PHP, SQL, and security

I have been working my way though Dr. Chuck Severance’s Web Applications for Everybody, via Coursera. It’s a four-course specialization that uses PHP and SQL, and I’m enjoying it very much. SQL is fun and interesting (and this will help when I go back to the Python Data Specialization), and PHP is one of those things I recognized in the URLs of browsers, and random error messages I’ve seen over the years, but I had no idea what it was. Now I can make some short programs to do some simple database work focusing on CRUD: Create, read, update, and delete.

I am also all-but-finished with a Cybersecurity for Business specialization. These courses rely on peers to review certain assignments, and the courses don’t seem very active with students– I’ve had trouble getting responses to questions, and right now I’m just waiting on another fellow student to submit an assignment so I can complete my last peer review and finish the specialization. It was pretty interesting– especially as a small business owner without a lot of experience but having read a lot of scary stories about hacks and leaks.

I’m working on re-working some of my PHP and SQL projects so that they don’t violate Coursera’s honor code when I include them in my portfolio. 🙂

prioritizing accessibility

I’m going to be attending a teach-out about the internet and society. The instructors requested questions and comments before the teach-out begins at the end of the month, but the phone number is a google voice number with a limited voicemail length and I didn’t realize they didn’t want a WHOLE me-length comment. 🙂 So I’ll just post it all here:

I’d like to discuss accessibility and the internet.

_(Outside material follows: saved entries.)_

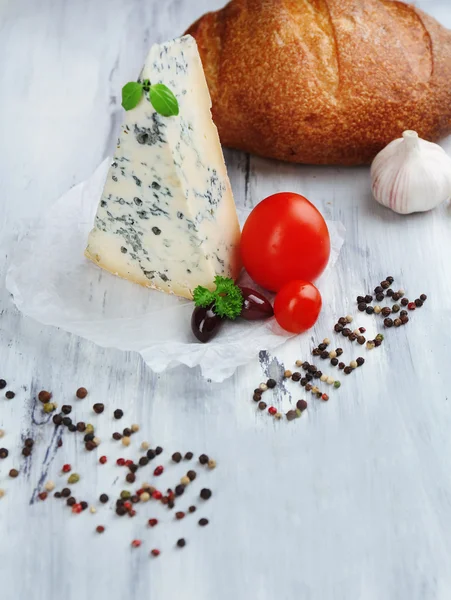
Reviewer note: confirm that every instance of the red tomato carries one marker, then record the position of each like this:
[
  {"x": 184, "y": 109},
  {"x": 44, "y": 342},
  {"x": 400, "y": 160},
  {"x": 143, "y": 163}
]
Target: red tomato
[
  {"x": 297, "y": 306},
  {"x": 284, "y": 238}
]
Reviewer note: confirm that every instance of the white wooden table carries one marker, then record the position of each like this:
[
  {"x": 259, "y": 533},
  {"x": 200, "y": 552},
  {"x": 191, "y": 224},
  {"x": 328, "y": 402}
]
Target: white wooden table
[{"x": 352, "y": 502}]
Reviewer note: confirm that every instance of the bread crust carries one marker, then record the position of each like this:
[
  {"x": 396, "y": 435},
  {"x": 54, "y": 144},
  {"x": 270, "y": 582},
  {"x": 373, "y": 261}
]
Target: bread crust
[{"x": 324, "y": 81}]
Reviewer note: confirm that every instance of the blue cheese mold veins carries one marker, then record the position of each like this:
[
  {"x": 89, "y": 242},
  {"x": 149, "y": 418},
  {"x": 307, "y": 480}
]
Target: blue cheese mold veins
[{"x": 167, "y": 218}]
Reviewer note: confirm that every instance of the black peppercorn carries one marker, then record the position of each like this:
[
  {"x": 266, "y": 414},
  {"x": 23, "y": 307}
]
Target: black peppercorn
[
  {"x": 57, "y": 419},
  {"x": 205, "y": 493},
  {"x": 301, "y": 405},
  {"x": 179, "y": 489}
]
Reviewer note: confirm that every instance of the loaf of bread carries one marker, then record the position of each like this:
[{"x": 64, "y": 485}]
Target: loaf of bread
[{"x": 324, "y": 81}]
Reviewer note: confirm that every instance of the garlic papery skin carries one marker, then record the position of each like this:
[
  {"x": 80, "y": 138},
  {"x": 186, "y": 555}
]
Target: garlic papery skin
[{"x": 411, "y": 175}]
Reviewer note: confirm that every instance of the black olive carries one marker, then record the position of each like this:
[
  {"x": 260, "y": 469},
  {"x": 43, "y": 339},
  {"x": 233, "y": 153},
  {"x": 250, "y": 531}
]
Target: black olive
[
  {"x": 255, "y": 305},
  {"x": 205, "y": 324}
]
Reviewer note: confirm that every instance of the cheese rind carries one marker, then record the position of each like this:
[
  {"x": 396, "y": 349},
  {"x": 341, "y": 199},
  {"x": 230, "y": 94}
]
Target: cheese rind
[{"x": 167, "y": 217}]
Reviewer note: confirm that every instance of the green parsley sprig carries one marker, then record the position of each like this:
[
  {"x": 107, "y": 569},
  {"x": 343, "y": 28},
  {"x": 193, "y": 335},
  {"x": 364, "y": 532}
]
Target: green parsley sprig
[
  {"x": 160, "y": 96},
  {"x": 227, "y": 298}
]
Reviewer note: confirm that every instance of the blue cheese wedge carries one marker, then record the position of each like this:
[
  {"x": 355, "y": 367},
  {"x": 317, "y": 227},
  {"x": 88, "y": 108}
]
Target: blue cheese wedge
[{"x": 167, "y": 218}]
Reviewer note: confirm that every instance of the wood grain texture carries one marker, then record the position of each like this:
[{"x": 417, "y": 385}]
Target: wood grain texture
[{"x": 352, "y": 502}]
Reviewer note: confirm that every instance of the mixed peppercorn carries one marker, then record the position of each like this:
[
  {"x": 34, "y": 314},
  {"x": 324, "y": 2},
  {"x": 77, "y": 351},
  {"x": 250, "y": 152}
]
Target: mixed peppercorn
[
  {"x": 313, "y": 374},
  {"x": 128, "y": 501}
]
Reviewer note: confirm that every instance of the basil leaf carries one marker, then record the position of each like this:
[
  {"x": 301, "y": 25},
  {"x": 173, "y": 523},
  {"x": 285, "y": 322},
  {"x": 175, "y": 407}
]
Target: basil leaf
[
  {"x": 131, "y": 94},
  {"x": 163, "y": 100}
]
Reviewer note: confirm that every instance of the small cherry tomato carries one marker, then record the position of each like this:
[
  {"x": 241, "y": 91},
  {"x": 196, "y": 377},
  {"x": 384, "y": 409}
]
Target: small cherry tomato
[
  {"x": 284, "y": 238},
  {"x": 297, "y": 306}
]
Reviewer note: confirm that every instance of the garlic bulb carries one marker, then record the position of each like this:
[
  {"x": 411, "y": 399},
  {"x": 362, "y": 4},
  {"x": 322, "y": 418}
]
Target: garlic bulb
[{"x": 411, "y": 175}]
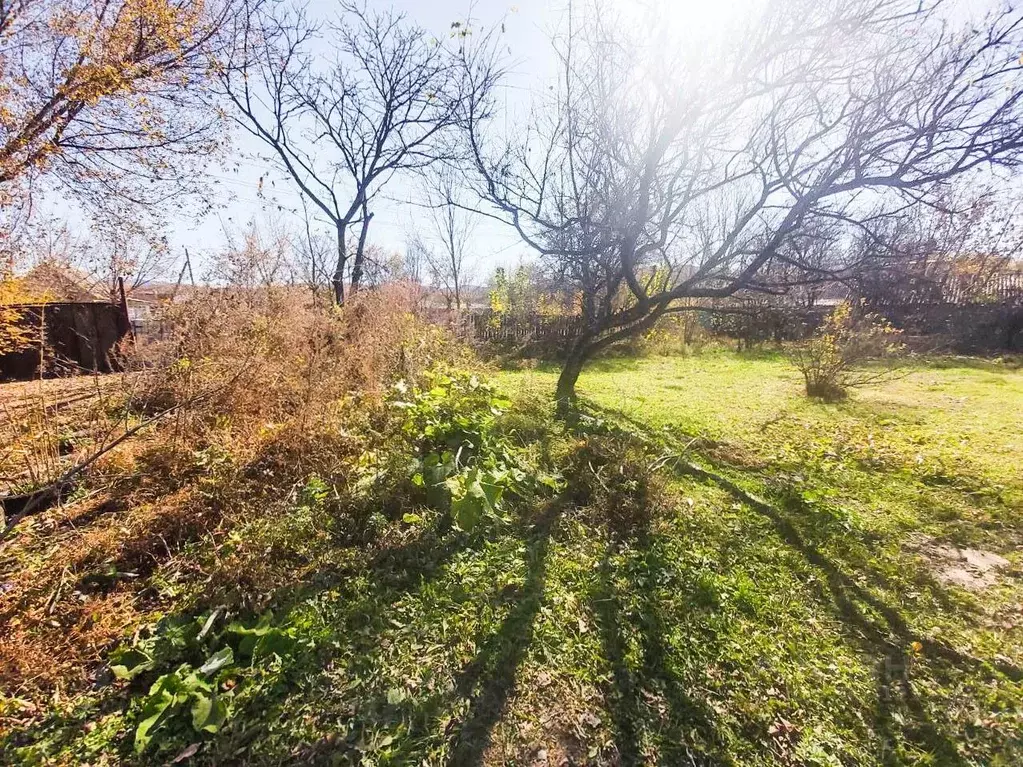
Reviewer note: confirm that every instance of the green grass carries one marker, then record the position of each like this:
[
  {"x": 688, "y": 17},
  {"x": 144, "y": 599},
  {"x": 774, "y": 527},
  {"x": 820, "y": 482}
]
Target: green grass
[{"x": 745, "y": 583}]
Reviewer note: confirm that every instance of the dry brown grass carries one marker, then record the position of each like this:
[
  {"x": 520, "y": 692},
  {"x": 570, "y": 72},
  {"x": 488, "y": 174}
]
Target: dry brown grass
[{"x": 254, "y": 390}]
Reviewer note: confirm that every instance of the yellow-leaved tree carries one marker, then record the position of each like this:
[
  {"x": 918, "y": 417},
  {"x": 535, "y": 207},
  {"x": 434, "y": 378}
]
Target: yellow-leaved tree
[
  {"x": 105, "y": 98},
  {"x": 13, "y": 332}
]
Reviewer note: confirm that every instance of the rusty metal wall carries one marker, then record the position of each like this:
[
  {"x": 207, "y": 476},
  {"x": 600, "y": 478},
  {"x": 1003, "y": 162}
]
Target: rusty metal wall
[{"x": 65, "y": 339}]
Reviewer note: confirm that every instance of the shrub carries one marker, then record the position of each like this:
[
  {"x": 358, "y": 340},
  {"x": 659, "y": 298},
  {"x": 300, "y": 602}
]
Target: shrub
[{"x": 833, "y": 360}]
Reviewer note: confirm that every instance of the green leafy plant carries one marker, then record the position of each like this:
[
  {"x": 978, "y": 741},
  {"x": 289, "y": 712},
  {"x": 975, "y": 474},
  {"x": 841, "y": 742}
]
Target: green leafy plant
[{"x": 201, "y": 689}]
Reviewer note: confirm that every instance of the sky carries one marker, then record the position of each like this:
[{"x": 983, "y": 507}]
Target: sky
[
  {"x": 528, "y": 27},
  {"x": 236, "y": 179}
]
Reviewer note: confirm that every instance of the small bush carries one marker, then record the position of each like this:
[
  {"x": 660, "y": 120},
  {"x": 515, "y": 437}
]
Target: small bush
[{"x": 832, "y": 361}]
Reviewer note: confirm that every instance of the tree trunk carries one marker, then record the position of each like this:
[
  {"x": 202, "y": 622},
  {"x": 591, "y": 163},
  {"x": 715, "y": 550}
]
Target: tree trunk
[
  {"x": 360, "y": 253},
  {"x": 565, "y": 394},
  {"x": 339, "y": 273}
]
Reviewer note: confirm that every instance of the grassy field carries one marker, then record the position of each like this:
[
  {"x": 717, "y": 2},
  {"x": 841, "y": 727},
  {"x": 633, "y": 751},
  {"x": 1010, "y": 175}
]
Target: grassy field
[{"x": 728, "y": 574}]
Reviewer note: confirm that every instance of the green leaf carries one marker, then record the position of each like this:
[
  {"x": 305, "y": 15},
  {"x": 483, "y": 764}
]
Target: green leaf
[
  {"x": 209, "y": 712},
  {"x": 218, "y": 661},
  {"x": 466, "y": 511},
  {"x": 130, "y": 663},
  {"x": 273, "y": 642},
  {"x": 163, "y": 695}
]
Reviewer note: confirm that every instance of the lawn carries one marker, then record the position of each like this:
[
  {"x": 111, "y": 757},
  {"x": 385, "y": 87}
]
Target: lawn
[{"x": 728, "y": 574}]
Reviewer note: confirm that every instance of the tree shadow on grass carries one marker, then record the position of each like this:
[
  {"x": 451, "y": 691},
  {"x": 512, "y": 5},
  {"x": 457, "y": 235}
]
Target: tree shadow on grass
[
  {"x": 880, "y": 630},
  {"x": 489, "y": 679},
  {"x": 653, "y": 684}
]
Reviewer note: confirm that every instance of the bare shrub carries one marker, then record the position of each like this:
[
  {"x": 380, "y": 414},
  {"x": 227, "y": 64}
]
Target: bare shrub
[{"x": 837, "y": 357}]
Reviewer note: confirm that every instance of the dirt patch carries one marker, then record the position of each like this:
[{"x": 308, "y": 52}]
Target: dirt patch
[{"x": 971, "y": 569}]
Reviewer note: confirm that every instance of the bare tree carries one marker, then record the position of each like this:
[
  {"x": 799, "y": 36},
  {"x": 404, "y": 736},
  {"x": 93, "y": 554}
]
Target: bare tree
[
  {"x": 385, "y": 105},
  {"x": 103, "y": 99},
  {"x": 657, "y": 172},
  {"x": 445, "y": 249}
]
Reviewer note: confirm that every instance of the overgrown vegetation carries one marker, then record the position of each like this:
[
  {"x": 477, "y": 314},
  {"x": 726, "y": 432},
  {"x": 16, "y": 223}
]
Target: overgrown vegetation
[{"x": 445, "y": 575}]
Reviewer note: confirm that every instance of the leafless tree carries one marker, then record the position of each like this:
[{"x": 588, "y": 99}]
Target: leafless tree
[
  {"x": 943, "y": 251},
  {"x": 386, "y": 104},
  {"x": 657, "y": 172},
  {"x": 445, "y": 249}
]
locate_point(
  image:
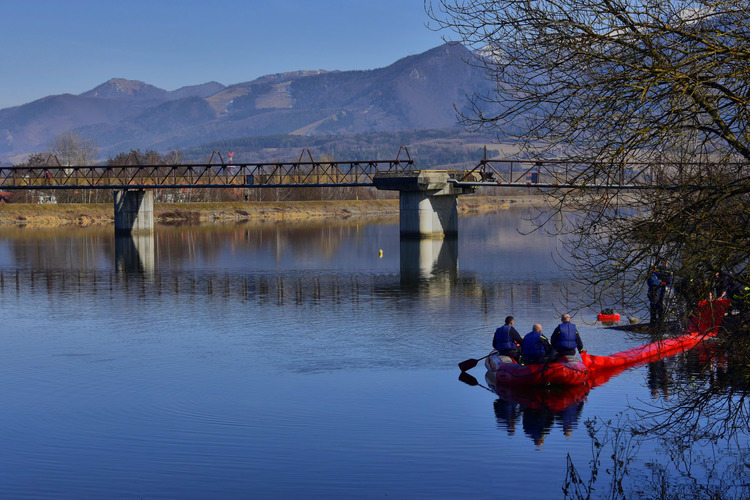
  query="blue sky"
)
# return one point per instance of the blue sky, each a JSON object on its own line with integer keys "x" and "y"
{"x": 71, "y": 46}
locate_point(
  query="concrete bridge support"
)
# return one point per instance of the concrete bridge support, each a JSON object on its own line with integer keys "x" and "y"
{"x": 134, "y": 211}
{"x": 428, "y": 203}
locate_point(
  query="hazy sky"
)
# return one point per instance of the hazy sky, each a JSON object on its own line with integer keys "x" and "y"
{"x": 71, "y": 46}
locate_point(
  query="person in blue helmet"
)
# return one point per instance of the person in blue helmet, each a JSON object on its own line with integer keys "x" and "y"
{"x": 536, "y": 348}
{"x": 565, "y": 339}
{"x": 507, "y": 341}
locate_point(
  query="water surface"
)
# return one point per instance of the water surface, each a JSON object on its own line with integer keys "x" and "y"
{"x": 275, "y": 362}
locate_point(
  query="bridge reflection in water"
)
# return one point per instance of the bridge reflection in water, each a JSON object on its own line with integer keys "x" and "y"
{"x": 135, "y": 253}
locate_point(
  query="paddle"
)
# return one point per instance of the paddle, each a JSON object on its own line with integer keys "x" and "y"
{"x": 470, "y": 363}
{"x": 467, "y": 379}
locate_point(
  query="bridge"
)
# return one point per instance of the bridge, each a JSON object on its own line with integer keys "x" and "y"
{"x": 428, "y": 198}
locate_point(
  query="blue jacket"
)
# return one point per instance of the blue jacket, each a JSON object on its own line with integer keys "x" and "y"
{"x": 505, "y": 339}
{"x": 536, "y": 348}
{"x": 565, "y": 337}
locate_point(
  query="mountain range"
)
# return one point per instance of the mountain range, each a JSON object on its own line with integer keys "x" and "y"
{"x": 419, "y": 92}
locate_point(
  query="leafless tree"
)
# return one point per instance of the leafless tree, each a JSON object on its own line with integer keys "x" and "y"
{"x": 607, "y": 83}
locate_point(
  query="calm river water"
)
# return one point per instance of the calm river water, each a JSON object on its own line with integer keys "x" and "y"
{"x": 287, "y": 362}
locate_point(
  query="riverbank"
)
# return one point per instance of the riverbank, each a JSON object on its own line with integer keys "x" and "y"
{"x": 80, "y": 214}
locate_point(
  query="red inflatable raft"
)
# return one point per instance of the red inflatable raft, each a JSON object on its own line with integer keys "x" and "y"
{"x": 608, "y": 318}
{"x": 566, "y": 371}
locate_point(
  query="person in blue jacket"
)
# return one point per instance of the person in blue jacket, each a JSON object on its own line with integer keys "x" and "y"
{"x": 507, "y": 341}
{"x": 536, "y": 348}
{"x": 565, "y": 339}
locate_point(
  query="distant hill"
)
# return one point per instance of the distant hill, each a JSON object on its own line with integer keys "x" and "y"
{"x": 414, "y": 93}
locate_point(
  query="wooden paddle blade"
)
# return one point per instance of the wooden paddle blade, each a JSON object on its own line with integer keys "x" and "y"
{"x": 468, "y": 364}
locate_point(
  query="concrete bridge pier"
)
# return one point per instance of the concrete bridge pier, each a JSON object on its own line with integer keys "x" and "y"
{"x": 134, "y": 211}
{"x": 428, "y": 203}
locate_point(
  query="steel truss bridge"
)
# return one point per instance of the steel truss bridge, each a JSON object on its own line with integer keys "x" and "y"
{"x": 310, "y": 173}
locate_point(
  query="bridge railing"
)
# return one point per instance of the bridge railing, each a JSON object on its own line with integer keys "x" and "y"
{"x": 558, "y": 173}
{"x": 255, "y": 175}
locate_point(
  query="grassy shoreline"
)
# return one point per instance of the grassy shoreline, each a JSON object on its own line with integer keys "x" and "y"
{"x": 99, "y": 214}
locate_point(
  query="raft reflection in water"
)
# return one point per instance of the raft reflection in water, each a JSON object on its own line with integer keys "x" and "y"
{"x": 539, "y": 409}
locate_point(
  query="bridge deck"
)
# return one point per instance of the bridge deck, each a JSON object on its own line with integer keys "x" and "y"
{"x": 531, "y": 173}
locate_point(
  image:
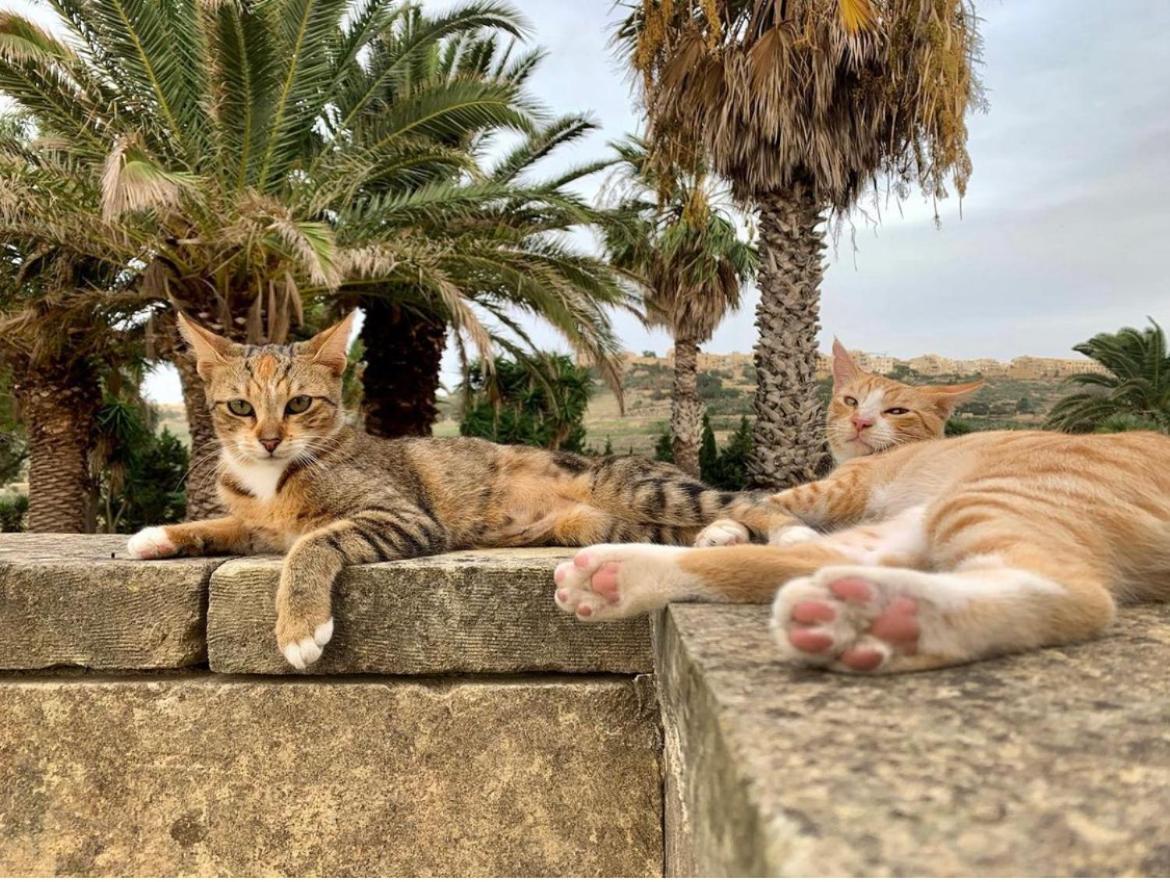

I first discovered the internet in 1995. I grew up in rural New England, in a very isolated and sheltered area. My father was from Brooklyn, so I knew that the world was much bigger than the tiny little farm town where we lived, even if I hadn’t actually visited these places myself.

When I got online for the first time, it changed my whole world.

Suddenly I could communicate and collaborate with people from places I’d only dreamed of. Suddenly my world became much larger than the tiny little town with its one general store and no traffic lights.

My new internet friends were mostly tech workers and researchers, but we were a diverse group. I had friends who spoke little English. I had friends not just outside New England, but in other countries on other continents.

This was mind blowing, after graduating from a class with 150 students. Walls came down. Borders and geographic location became nearly irrelevant.

It made the world bigger and smaller all at the same time.

I had friends who were blind, I had friends who were physically disabled and could only type using one button on a mouse. The internet, and the computers we used to access the internet, were improving, and it felt like this was becoming the great equalizer. Differences and disabilities became less of a barrier on the internet.

People with disabilities have historically been isolated in institutions or other oppressive situations where we get little access to the outside world, and now suddenly we can access the world from our bed.

But now, over 20 years later, I feel like we have regressed. The internet has simultaneously become more integral AND more exclusive than ever.

We exclude Deaf and hard of hearing people by refusing to caption videos or post transcripts.

We exclude people with vision impairments when we use images without descriptions, excessive graphics and popups, invasive advertisements, auto-playing videos with sound, low contrast styling, and just plain old bad design.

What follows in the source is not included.